= List of mergers in Chiba Prefecture =

Here is a list of mergers in Chiba Prefecture, Japan since the Heisei era.

==Mergers from April 1, 1999 to Present==
- On April 1, 2001 - the town of Shiroi (leaving from Inba District) was elevated to city status.
- On April 1, 2002 - the town of Tomisato (leaving from Inba District) was elevated to city status.
- On June 6, 2003 - the town of Sekiyado (from Higashikatsushika District) was merged into the expanded city of Noda. (Merger information page)
- On February 11, 2005 - the town of Amatsukominato (from Awa District) was merged into the expanded city of Kamogawa.
- On March 28, 2005 - the town of Shōnan (from Higashikatsushika District) was merged into the expanded city of Kashiwa. Higashikatsushika District was dissolved as a result of this merger. (Merger information page)
- On July 1, 2005 - the old city of Asahi absorbed the town of Hikata (from Katori District), and the towns of Iioka and Unakami (both from Kaijō District) to create the new and expanded city of Asahi. Kaijō District was dissolved as a result of this merger. (Merger information page)
- On December 5, 2005 - the town of Isumi absorbed the towns of Misaki and Ōhara (all from Isumi District) to create the city of Isumi.
- On January 23, 2006 - the city of Yōkaichiba was merged with the town of Nosaka (from Sōsa District) to create the city of Sōsa.
- On March 20, 2006 - the towns of Chikura, Maruyama, Shirahama, Tomiura, Tomiyama and Wada, and the village of Miyoshi (all from Awa District) were merged to create the city of Minamibōsō.

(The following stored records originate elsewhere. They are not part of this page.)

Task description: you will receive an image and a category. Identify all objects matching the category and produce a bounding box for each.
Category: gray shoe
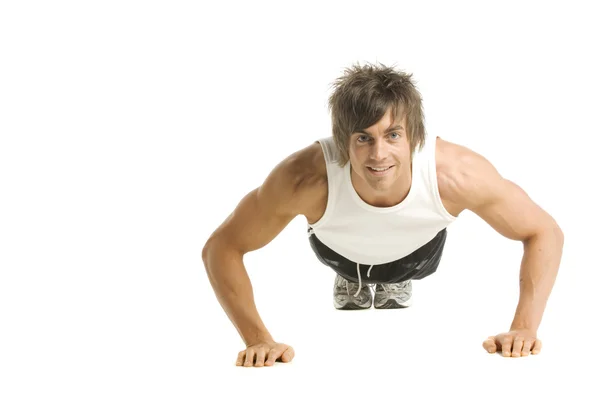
[333,274,372,310]
[374,280,412,309]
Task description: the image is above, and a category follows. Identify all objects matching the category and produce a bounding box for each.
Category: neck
[351,163,412,207]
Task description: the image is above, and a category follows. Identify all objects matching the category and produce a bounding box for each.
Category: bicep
[471,178,552,241]
[206,157,303,255]
[446,146,558,241]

- On March 27, 2006 - the towns of Shimofusa and Taiei (both from Katori District) were merged into the expanded city of Narita.
- On March 27, 2006 - the city of Sawara absorbed the towns of Kurimoto, Omigawa and Yamada (all from Katori District) to create the city of Katori.
- On March 27, 2006 - the towns of Matsuo, Narutō and Sanbu, and the village of Hasunuma (all from Sanbu District) were merged to create the city of Sanmu.
- On March 27, 2006 - the town of Hikari (from Sōsa District), and the town of Yokoshiba (from Sanbu District) were merged to create the town of Yokoshibahikari (in Sanbu District). Sōsa District was dissolved as a result of this merger.
- On March 23, 2010 - the villages of Inba and Motono (both from Inba District) were merged into the expanded city of Inzai.
- On January 1, 2013 - the town of Ōamishirasato (leaving from Sanbu District) was elevated to city status.